En 1966 (déclarée année de l´intérieur) et 1967 (année de l´agriculture), Mobutu prend une série des mesures pour renforcer son assise sur l´échiquier politique congolais.

1966 :

  • 9 janvier, le Corps des Volontaires de la République (CVR) est fondé  par Gaston N’Sengi Biembe (président) et Paul-Henri Kabayidi (secrétaire général).  Destinée à mobiliser la population derrière Mobutu, cette structure a aussi pour mission d´assurer la vigilance et l´éducation citoyenne.
  • 7 mars, Mobutu déclare :  » Le peuple et moi, nous ne faisons qu’une seule et même personne ». Le même jour, Il signe l’ordonnance-loi n°66/92 bis  qui confisque au Parlement les quelques garanties de contrôle qui lui était restées.
  • En avril, le nombre de provinces passe de 21 à 9 pour affaiblir les liens tribaux et ethniques. Du coup, les provinces perdent leur autonomie et les gouverneurs deviennent des simples fonctionnaires permutables. Le 14, le cacique Jean Bolikango est révoqué du gouvernement.
  • 3 mai, débaptisation de la capitale et de certaines villes du pays.
  • 22 mai, Mobutu s´accorde les « pleins pouvoirs ». Le pouvoir législatif est transféré à l´exécutif.
  • Le 1er juin sont pendus quatre hommes politiques de haut rang.
  • 30 juin, Mobutu réhabilite Patrice Lumumba à l’occasion de le fête nationale et déclare : « Gloire et honneur à l’illustre Congolais, au grand Africain, au premier martyr de notre indépendance, Patrice Emery Lumumba, tombé victime des machinations coloniales. Au nom du gouvernement, nous le proclamons officiellement en ce jour héros national ».
  • 26 octobre, fin du bicéphalisme politique et éviction de Léonard Mulamba. Le poste de Premier ministre supprimé, Mobutu détient le quasi-monopole du pouvoir exécutif tout en contrôlant les pouvoirs législatif et judiciaire. Le 29, Sophie Lihau-Kanza entre au gouvernement en remplacement de  Blaise-Oscar Mulelemu.
  • 7 novembre, le Secrétariat général à la Présidence est crée. Le secrétaire général n´est autre que Gérard Kamanda, ancien président de l´UGEC.

1967 :

  • En janvier a lieu la reforme monétaire. Le zaïre remplace le franc congolais. Au cours officiel, il vaut 2 dollars, 100 francs belges, 1000 francs congolais.
  • 17 (18?) avril, à Mbandaka où il se trouve, Mobutu annonce la fondation du MPR.
  • 20 mai, naissance officielle du MPR avec la proclamation de son manifeste à Nsele. Le Mouvement populaire de la révolution emprunte et confisque à l’UGEC son logo (le flambeau), sa devise (servir en non se servir) ainsi que plusieurs de ses résolutions (le nationalisme, l’indépendance économique). La constitution du MPR est présentée par le secrétaire général Alphonse-Roger Kithima.
  • 23 juin, sept syndicats dont l´UTC (Union des travailleurs congolais), la FGTK (Fédération générale du travail du Kongo) et la CSLC (Confédération des syndicats libres du Congo) organisent un congrès à l´issue duquel toutes les organisations fusionnent pour créer un syndicat unique, l´UNTC (Union nationale des travailleurs congolais)
  • 24 juin, Mobutu promulgue une nouvelle constitution en remplacement de celle du 1er août 1964 dite de Luluabourg suspendue lors du coup d´État. Elle est adoptée par référendum avec 97,8 % de oui.
  • 27 juin, dissolution du Parlement élu en avril-mai 1965 après la promulgation de la nouvelle constitution.
  • En juillet, nait la Jeunesse du mouvement populaire de la révolution (JMPR) en remplacement  du CVR.

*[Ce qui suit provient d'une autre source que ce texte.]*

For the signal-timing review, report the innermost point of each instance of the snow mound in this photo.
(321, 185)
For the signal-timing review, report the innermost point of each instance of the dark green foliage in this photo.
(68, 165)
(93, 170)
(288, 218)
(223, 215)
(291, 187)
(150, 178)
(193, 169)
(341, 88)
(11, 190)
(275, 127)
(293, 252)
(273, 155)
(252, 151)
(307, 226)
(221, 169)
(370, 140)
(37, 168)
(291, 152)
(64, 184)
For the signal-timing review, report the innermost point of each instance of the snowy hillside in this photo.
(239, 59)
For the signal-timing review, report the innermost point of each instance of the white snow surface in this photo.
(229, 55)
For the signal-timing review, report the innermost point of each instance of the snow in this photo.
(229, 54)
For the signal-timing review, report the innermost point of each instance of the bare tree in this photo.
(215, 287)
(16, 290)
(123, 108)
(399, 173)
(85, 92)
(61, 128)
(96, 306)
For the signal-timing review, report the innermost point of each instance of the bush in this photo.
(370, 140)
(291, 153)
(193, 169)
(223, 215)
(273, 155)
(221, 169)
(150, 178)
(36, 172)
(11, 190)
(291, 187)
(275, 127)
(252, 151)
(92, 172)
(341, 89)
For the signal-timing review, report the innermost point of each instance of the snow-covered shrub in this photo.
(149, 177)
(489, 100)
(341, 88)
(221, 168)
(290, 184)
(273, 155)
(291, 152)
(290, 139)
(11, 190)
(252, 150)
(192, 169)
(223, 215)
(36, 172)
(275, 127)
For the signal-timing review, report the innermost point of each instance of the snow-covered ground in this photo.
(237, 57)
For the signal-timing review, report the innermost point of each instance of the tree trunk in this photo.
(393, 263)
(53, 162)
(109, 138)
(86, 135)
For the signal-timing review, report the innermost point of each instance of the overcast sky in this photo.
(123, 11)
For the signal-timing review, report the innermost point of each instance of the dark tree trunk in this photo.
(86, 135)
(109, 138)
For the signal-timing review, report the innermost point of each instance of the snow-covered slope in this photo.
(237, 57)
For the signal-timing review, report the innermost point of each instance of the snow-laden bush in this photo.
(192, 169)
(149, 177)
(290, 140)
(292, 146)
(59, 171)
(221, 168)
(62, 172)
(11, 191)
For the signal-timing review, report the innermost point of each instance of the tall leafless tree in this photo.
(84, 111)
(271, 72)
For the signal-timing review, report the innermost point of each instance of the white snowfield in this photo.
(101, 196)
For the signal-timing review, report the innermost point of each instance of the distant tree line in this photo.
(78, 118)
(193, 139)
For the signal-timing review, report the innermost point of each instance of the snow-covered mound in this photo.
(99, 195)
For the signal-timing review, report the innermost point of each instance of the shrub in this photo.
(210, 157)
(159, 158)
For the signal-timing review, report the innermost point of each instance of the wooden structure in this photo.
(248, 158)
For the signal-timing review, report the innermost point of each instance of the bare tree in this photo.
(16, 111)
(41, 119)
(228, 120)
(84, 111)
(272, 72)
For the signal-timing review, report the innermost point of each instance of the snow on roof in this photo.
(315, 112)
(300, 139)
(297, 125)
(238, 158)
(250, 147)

Mokako sua, cent ans tumutombele…

Fin 1967, l’administration et les services secrets sont placés sous les bottes de Mobutu. Tous les pouvoirs (exécutif, législatif, judiciaire) sont concentrés entre ses mains; toutes les compétences (politique, sociale, économique, militaire, financière, coutumière, juridique, foncière) sont désormais en sa possession. Disposant de facto du droit de vie ou de mort de ses concitoyens, Mobutu est devenu le seul maître à bord après avoir hermétiquement verrouillé toutes les institutions grâce à une constitution taillée sur mesure. Le grand léopard fait alors passer le Congo d’une démocratie civile fédérale à une dictature militaire personnalisée. Il ne va jamais honorer sa promesse de remettre le pouvoir aux civils. Au contraire, il se fait élire pour la première fois en 1970 par le score soviétique de 99,99 % des voix. Ad vitam eternam, Mobutu va diriger la RDC d´une main de fer pendant trente-deux ans.